Tous ces personnages portent le poids de la transmission. Ils sont liés à la terre et marqués par des blessures profondes, par exemple la perte d’un enfant ou d’un parent. Au fil des décennies, leurs trajectoires reflètent celles d’un peuple autochtone. En effet, ce peuple fut contraint de s’adapter, parfois au prix de son identité culturelle.
Linnea Axelsson, voix de Sápmi
Poétesse, romancière et historienne de l’art, Linnea Axelsson est née en 1980 à Porjus, dans l’extrême nord de la Suède. Elle est issue d’une famille same. En 2018, Ædnan lui vaut le prestigieux Prix August, ainsi que d’autres distinctions majeures. Aujourd’hui, elle vit à Stockholm et poursuit une œuvre profondément marquée par la mémoire et la transmission.

La force du chant poétique
Ici, la narration n’a rien de classique. En effet, Linnea Axelsson choisit le vers libre comme fil conducteur de cette saga familiale. Cette écriture ciselée, à la fois épurée et mélodieuse, donne un rythme singulier à la lecture, proche d’un chant traditionnel same. Le texte alterne voix narratives et époques historiques, laissant au lecteur des silences aussi éloquents que les mots. Une forme littéraire qui peut dérouter les habitués du récit linéaire, mais qui amplifie considérablement la force émotionnelle du récit.

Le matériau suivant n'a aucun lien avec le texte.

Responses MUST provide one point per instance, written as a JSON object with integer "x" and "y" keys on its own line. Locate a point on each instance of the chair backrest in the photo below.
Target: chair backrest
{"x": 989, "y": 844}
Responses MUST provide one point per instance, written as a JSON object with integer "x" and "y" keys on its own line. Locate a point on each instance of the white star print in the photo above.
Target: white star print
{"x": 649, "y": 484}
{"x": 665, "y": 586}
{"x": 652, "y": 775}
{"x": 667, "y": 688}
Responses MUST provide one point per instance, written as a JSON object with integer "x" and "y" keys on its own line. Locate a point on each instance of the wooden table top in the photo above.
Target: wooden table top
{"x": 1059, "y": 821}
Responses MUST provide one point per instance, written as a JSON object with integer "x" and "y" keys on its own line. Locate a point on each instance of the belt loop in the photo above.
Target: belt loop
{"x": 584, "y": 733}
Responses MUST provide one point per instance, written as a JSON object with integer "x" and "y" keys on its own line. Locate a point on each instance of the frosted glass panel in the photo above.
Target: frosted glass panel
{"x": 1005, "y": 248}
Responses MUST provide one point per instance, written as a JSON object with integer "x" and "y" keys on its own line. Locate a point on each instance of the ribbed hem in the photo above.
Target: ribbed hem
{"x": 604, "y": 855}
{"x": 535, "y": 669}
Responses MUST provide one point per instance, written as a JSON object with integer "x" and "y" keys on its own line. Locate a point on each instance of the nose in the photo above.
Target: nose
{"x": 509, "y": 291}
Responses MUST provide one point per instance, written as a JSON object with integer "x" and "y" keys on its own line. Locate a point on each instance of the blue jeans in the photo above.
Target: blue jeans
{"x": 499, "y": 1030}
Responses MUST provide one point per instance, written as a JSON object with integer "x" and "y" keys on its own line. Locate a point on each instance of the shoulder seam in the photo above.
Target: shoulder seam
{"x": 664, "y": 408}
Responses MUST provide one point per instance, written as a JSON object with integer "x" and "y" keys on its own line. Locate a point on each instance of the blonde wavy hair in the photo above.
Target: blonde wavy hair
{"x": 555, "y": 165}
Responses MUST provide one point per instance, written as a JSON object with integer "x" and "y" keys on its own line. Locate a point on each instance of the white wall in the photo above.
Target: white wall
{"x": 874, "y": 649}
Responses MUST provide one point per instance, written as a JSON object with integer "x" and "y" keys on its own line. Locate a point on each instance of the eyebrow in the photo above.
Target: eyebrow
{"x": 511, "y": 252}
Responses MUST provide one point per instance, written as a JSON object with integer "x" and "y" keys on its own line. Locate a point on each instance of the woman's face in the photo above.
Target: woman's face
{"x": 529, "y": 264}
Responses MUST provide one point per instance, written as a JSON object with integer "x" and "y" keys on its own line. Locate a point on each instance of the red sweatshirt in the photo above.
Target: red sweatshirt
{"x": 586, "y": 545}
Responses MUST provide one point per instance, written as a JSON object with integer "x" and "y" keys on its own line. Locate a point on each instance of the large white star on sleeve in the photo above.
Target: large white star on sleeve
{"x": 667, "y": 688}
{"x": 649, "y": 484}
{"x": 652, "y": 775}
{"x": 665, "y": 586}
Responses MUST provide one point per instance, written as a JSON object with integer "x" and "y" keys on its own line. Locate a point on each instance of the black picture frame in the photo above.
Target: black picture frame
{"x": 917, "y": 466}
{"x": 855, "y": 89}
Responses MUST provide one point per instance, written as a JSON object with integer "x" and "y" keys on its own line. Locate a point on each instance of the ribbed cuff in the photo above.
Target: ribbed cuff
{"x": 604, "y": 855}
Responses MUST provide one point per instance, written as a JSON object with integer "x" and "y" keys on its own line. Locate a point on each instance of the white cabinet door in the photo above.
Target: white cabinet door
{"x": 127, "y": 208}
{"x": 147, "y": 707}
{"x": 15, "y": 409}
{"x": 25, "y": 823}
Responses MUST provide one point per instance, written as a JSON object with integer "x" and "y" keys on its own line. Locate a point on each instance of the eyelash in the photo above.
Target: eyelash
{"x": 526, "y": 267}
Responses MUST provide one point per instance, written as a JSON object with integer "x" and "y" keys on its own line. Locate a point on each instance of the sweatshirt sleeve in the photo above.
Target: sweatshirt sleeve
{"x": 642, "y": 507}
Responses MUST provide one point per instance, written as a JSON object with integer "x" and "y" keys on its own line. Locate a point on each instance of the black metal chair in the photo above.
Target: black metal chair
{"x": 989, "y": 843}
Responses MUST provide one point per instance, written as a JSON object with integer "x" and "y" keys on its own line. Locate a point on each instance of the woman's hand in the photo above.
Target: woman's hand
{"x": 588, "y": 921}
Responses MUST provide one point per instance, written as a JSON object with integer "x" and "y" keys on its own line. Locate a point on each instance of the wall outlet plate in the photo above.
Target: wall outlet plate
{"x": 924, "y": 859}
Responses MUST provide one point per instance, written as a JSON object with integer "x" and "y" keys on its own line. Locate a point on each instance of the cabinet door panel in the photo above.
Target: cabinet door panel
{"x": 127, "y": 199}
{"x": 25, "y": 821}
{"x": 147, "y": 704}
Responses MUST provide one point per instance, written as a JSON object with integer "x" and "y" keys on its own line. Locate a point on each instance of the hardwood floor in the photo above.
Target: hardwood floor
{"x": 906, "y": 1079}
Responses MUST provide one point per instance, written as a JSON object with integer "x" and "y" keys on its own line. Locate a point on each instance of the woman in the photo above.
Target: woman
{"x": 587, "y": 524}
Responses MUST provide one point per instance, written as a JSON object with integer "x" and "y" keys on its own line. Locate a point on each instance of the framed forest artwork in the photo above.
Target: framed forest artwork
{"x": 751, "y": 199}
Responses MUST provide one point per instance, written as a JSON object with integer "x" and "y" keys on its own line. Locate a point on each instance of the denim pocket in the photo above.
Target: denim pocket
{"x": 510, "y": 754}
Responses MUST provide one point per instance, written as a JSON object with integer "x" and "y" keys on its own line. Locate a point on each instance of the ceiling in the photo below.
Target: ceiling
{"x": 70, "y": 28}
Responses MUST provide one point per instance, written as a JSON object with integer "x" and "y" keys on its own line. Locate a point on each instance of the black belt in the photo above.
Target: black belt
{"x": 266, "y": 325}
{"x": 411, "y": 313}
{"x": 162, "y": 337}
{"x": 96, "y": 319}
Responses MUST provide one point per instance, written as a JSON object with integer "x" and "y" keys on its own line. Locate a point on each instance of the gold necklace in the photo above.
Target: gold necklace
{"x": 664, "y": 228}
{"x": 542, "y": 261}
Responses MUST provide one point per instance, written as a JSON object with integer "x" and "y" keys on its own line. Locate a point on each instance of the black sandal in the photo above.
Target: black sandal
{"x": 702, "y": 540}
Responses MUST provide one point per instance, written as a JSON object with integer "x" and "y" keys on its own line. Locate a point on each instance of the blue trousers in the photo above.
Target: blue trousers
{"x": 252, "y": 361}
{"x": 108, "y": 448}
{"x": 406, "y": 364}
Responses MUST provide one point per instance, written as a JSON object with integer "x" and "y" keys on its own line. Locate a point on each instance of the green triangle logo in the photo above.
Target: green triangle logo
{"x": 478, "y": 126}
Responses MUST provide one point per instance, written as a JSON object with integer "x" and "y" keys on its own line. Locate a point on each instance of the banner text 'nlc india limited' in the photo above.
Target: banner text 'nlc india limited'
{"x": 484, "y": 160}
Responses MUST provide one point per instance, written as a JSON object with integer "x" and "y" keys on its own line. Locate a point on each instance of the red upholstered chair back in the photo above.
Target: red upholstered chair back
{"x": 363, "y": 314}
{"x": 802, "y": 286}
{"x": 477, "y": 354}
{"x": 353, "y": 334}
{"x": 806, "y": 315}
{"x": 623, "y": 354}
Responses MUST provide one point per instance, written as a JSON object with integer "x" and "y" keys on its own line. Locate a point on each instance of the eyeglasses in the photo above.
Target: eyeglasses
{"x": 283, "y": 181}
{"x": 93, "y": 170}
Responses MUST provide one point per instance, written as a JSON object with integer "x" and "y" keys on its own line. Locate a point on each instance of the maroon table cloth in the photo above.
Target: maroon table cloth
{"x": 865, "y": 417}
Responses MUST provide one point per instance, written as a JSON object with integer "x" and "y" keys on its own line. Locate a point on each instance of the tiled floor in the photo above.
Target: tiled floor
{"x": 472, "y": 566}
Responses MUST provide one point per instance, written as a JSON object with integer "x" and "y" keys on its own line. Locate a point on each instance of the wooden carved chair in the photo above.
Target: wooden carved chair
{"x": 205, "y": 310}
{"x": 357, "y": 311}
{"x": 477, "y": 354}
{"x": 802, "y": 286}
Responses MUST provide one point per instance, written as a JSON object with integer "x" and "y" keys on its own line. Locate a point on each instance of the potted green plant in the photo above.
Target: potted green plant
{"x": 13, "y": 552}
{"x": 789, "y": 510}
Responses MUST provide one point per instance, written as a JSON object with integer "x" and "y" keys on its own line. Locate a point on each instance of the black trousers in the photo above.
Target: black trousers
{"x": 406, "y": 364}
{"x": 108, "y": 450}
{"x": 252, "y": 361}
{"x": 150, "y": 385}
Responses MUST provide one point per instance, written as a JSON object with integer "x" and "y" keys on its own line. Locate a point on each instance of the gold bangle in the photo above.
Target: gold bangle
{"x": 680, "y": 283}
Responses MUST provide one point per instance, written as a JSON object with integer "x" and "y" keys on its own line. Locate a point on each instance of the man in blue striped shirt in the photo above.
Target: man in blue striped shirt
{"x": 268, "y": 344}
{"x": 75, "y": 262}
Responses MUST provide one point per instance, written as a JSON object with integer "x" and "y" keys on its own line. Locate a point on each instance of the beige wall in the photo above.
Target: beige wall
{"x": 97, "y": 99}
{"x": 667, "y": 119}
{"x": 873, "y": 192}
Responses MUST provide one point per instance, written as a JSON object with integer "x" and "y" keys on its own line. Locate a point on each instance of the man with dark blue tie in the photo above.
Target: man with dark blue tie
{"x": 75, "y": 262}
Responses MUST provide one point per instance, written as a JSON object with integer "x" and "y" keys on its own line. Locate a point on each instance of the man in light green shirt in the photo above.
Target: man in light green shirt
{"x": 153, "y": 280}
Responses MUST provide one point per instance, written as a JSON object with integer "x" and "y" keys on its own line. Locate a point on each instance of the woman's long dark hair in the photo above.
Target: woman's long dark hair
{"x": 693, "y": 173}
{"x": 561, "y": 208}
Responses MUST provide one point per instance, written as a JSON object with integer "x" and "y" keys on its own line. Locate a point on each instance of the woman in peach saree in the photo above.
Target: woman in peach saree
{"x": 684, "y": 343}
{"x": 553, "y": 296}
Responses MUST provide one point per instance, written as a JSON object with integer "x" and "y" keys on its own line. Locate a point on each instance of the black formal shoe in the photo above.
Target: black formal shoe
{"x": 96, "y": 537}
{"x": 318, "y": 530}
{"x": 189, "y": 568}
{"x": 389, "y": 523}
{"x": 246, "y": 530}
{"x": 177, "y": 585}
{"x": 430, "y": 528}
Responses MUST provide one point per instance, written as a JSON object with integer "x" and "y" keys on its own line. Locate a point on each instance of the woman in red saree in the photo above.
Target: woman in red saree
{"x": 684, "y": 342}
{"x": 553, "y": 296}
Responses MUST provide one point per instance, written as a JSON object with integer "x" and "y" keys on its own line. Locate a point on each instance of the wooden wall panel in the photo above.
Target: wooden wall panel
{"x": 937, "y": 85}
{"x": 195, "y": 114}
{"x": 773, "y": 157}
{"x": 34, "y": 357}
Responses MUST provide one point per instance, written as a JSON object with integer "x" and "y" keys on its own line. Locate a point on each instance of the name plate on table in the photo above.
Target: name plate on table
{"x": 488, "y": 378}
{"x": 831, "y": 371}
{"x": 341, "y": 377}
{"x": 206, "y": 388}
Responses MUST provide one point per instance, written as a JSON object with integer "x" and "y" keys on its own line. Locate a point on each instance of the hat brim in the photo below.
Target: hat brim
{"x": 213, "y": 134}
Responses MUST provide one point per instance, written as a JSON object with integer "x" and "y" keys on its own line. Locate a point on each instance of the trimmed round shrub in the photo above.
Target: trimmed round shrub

Le peuple same : un peuple aux racines profondes
Les Sames représentent le dernier peuple autochtone d’Europe. Ces derniers vivent au nord de la Scandinavie et de la Russie depuis des millénaires. D’abord éleveurs de rennes, chasseurs et pêcheurs, ils entretiennent un lien vital avec la nature arctique et sub-arctique.
Ædnan raconte leur histoire récente, notamment marquée par la colonisation suédoise, norvégienne et finlandaise, et par l’assimilation forcée. Pour cette raison, la lutte acharnée pour préserver leurs langues et leurs droits territoriaux sont au cœur du récit. Cette violence est superbement illustrée par les vers suivants :
« La langue suédoise
a pris possession
de mes pensées.
Le same dormait
Depuis longtemps tout au fond de moi
de honte
de soumission. »
Les drames familiaux, comme la disparition d’un enfant ou la perte d’un parent, y résonnent avec la dépossession systématique d’un peuple entier.
Transmission, mémoire et résilience culturelle
Transmission intergénérationnelle, quête identitaire, lien ancestral à la terre, processus de deuil et résilience collective se croisent au fil des pages. Chaque génération porte les cicatrices historiques et les espoirs de la précédente. Ici, la poésie devient un véritable acte politique. C’est un moyen de sauvegarder la mémoire collective same et de dire l’indicible des traumatismes coloniaux.
Cette approche place Ædnan parmi les grandes œuvres de la littérature post-coloniale européenne. Le livre témoigne, à travers le drame d’un personnage, de la résilience du peuple same tout entier :
« Moi j’ai déployé
mon kolt comme des ailes
et j’ai filé.
Je me suis vidé de
mon sang et
J’ai disparu.
Je ne pouvais pas rester.
Là où j’étais tombé
sans pouvoir
me relever. »
Linnea Axelsson – Ædnan Terre-mère (traduit du suédois par Rachel Erdmann), éditions Paulsen, 512 pages, parution le 21 août 2025.

Avis
Un texte rare, qui mêle puissance historique et délicatesse formelle. Ædnan est une fresque qui exige un lecteur prêt à se laisser porter par le rythme du vers. Ce choix poétique, atypique dans un récit de cette ampleur, en fait toute la singularité… mais pourra aussi en tenir certains à distance. Pour qui aime que les mots soient aussi importants que l’histoire qu’ils racontent, c’est un grand livre.